Un atterrissage en douceur réussi ce trimestre présenterait quelques ressemblances avec 1995, quand la fin d’un cycle de durcissement énergique de la politique monétaire de la Fed s’était soldé par un taux directeur de 6,0 %. L’économie avait ensuite connu une croissance vigoureuse jusqu’en 2000, malgré la remontée rapide des taux et plusieurs épisodes de difficultés financières, parmi lesquelles la crise du peso mexicain, la dévaluation du baht thaïlandais, le défaut de paiement de la Russie et la faillite du fonds spéculatif Long-Term Capital Management.
Au cours de cette période, la Fed a apporté de modestes ajustements à son taux directeur : à une baisse de 75 points de base ont succédé une hausse de 25 points de base, une nouvelle baisse de 75 points de base, puis une hausse de 175 points de base, pour terminer à 6,5 %. En parallèle, l’inflation sous-jacente est restée proche de l’objectif de 2,0 % fixé par la Fed, voire inférieure à celui-ci. Si une évolution similaire se produisait aujourd’hui, le taux de début de cycle serait de 4,125 % et celui de fin de cycle atteindrait 5,875 %.
Malgré tout, l’économie américaine était plus fragile en 1995, avec un taux de chômage de 5,5 %, ce qui offrait une certaine marge en cas de reprise. Aujourd’hui, le potentiel de croissance supplémentaire est plus limité, car le chômage est de seulement 4,3 %. Rappelons aussi qu’avec l’augmentation de la dette publique et les mutations démographiques, des taux d’intérêt autour de 6 % pèseraient davantage sur l’économie aujourd’hui qu’ils ne l’ont fait en 1995.
Pour autant, les plans de relance budgétaire, le « reshoring » et les investissements dans l’intelligence artificielle sont autant de facteurs susceptibles d’atténuer l’impact de taux d’intérêt qui resteraient élevés.
Jusqu’à présent, l’économie semble donc supporter les taux d’intérêt supérieurs, et en dépit des craintes récentes, le marché de l’emploi paraît tenir bon. La progression du chômage cet été, malgré la création de 114,00 emplois, semble en effet surtout s’expliquer par une augmentation de la population active.

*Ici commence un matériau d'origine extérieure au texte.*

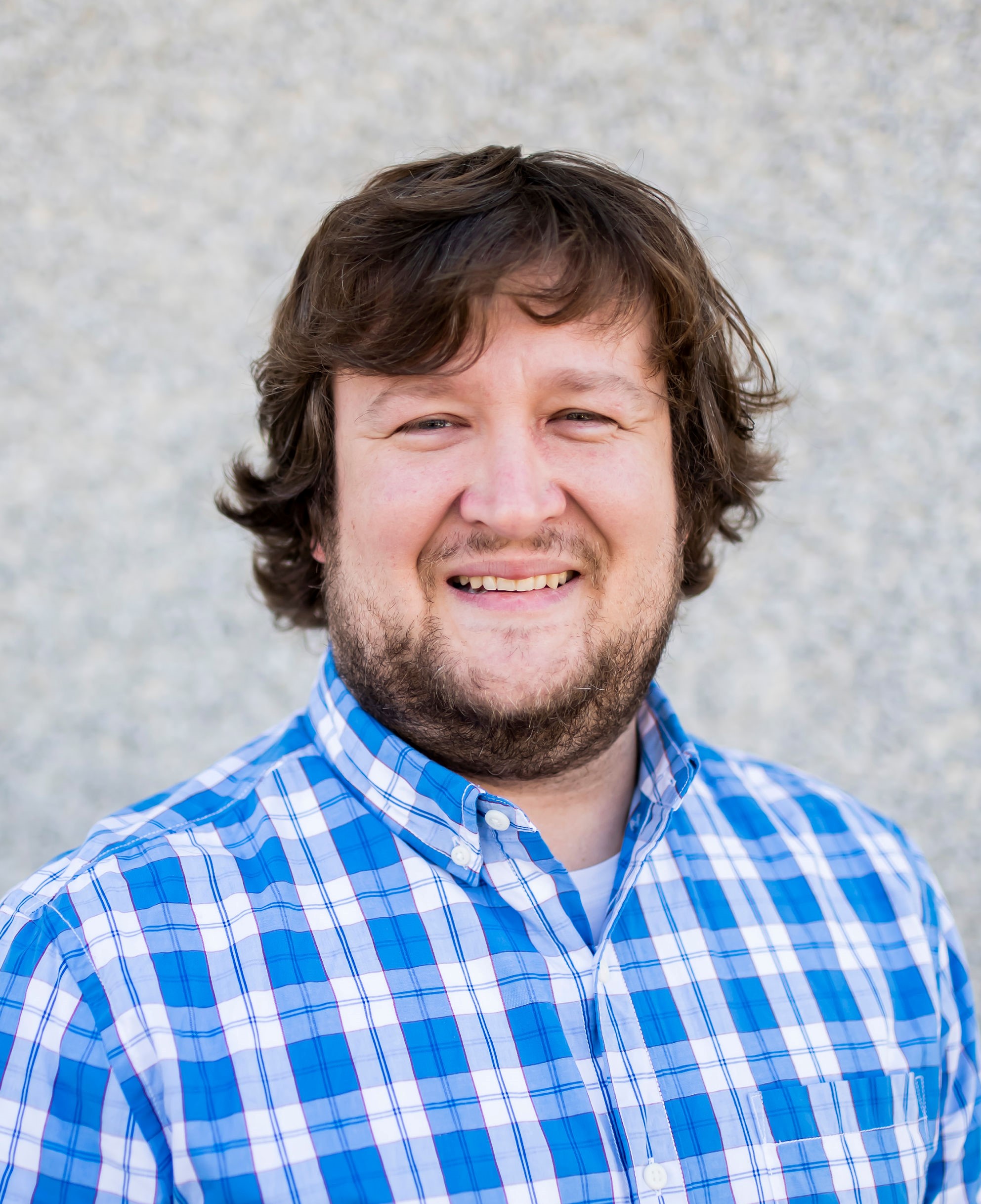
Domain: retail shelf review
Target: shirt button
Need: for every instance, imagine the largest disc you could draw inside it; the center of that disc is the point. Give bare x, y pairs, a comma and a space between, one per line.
655, 1177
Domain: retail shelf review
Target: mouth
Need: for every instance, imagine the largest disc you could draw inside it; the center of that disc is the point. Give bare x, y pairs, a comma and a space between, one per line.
512, 584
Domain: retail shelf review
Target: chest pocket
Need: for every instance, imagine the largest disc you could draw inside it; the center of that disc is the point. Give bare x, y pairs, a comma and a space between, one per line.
863, 1141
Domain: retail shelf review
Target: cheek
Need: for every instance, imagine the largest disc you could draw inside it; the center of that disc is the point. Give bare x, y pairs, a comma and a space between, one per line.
388, 508
630, 497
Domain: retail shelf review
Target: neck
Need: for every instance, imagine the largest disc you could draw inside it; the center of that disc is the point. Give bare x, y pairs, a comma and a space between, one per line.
582, 814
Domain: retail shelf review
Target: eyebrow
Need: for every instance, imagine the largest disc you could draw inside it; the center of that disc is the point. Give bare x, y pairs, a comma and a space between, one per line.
565, 381
576, 381
418, 387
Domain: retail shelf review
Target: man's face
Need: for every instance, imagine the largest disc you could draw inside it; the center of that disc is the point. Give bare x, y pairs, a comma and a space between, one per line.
511, 523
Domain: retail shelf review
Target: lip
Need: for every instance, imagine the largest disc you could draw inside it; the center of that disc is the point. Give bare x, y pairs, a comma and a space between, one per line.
514, 570
531, 601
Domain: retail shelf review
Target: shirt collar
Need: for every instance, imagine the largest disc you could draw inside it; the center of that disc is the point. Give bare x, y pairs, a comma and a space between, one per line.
435, 809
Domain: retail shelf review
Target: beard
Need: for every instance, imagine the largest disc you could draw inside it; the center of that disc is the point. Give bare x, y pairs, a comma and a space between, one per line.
410, 679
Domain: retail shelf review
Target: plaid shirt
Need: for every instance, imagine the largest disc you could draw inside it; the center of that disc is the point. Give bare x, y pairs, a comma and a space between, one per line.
325, 971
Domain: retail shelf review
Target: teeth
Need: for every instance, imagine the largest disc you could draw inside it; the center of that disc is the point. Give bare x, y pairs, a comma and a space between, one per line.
518, 585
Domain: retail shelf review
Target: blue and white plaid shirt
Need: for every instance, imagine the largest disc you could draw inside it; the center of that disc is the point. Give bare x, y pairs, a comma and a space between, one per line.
318, 972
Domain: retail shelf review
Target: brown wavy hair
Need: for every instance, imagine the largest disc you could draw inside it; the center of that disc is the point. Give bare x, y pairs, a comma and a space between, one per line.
396, 282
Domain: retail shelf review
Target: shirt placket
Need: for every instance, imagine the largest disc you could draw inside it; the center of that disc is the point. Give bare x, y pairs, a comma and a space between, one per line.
618, 1072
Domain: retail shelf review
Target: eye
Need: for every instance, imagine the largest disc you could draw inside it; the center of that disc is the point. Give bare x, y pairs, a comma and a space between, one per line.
582, 416
429, 424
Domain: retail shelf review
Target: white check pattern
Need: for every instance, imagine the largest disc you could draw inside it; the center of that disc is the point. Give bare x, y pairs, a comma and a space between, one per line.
317, 973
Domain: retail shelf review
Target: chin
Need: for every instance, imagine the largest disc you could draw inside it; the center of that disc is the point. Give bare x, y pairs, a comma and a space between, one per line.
512, 684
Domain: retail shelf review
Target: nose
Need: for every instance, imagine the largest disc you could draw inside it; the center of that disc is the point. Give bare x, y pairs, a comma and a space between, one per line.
513, 491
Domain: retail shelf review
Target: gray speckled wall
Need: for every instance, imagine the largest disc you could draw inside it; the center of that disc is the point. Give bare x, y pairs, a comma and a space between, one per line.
163, 165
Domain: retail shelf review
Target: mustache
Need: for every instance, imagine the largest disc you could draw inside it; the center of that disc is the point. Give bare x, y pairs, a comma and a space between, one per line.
588, 553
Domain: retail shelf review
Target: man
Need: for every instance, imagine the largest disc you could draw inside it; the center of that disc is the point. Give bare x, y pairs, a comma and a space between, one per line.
482, 923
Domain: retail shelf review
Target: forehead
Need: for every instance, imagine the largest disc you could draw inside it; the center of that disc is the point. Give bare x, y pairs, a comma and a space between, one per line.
581, 356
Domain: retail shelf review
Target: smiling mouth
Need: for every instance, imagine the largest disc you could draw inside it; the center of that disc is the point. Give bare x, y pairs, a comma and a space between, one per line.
512, 584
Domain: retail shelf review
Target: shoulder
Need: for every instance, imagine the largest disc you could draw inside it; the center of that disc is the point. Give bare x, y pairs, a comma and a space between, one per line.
794, 823
741, 782
147, 832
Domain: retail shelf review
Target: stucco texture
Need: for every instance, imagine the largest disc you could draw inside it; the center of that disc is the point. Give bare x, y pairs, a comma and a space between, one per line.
163, 167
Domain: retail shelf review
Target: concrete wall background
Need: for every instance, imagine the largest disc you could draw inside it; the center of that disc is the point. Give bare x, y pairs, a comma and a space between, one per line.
163, 167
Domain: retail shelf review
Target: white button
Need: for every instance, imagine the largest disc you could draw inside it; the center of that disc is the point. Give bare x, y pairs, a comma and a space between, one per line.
655, 1177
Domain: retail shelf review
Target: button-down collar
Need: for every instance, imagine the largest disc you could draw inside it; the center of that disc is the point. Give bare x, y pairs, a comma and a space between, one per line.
436, 810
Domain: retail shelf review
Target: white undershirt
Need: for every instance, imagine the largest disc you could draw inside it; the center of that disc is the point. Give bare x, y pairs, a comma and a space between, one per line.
595, 887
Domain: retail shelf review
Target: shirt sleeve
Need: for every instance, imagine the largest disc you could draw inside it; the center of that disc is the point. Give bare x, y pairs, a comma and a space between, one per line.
67, 1130
954, 1175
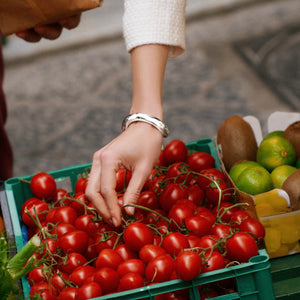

Or, voilà précisément ce que les gouverneurs de la Fed considéreraient comme un atterrissage en douceur réussi : le fait qu’un relâchement des tensions sur le marché du travail contribue à modérer la croissance des salaires, tout en permettant de continuer à créer des emplois.
Bien sûr, si l’afflux de main-d’œuvre disponible ralentit et que la croissance économique repart à la hausse en 2025, alors le taux de chômage pourrait à nouveau reculer.